One of the problems with concrete construction is that it is not designed for deconstruction; Taking it apart is slow, noisy, dusty and labor intensive. Omer Haciomeroglu wants to change all that; the student at Sweden's Umea Institute of Design just won gold for his concrete recycling robot. The designer writes:
ERO uses water jets to crack the concrete surface to disassemble concrete and sucks up the mixed debris. It cleanly separates the waste mixture and packages the cleaned material. What was previously waste, now turns into labeled packaged asset to be transferred right away into concrete pre-casting stations to be re-molded into new building blocks. No dust, no waste, no separation. Only clean bags of aggregate to be re-used and rust and dust free rebar to be cut and re-used directly.
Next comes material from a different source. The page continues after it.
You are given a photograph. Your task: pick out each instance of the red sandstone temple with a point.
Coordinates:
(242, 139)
The device uses water under high pressure, called hydro-demolition or waterblasting; this is often used today to strip concrete from the top of rebar for rehabilitation projects. Unlike other demo techniques, it doesn't create a lot of vibration that might damage other parts of the building, and it doesn't wreck the reinforcing bars. The water is then separated from the aggregate with a "centrifugal decanter", so that the aggregate can be bagged for the next job and the water reused.
The whole thing is mounted on a robot so that rolls around on omni-directional tracks. Clever. Omer describes its operations:
An autonomous fleet of ERO Concrete Recycling Robots is placed strategically within the building. They scan the surroundings and determine a route with which they will execute during the operation. Once ERO starts working, it literally erases the building.
I have been watching the demolition of this handsome brutalist building in Toronto this past spring, how they carefully take it down floor by floor, it has been a sad and slow process. I am not sure I am excited about how easy Omer's robot might make it to erase these things.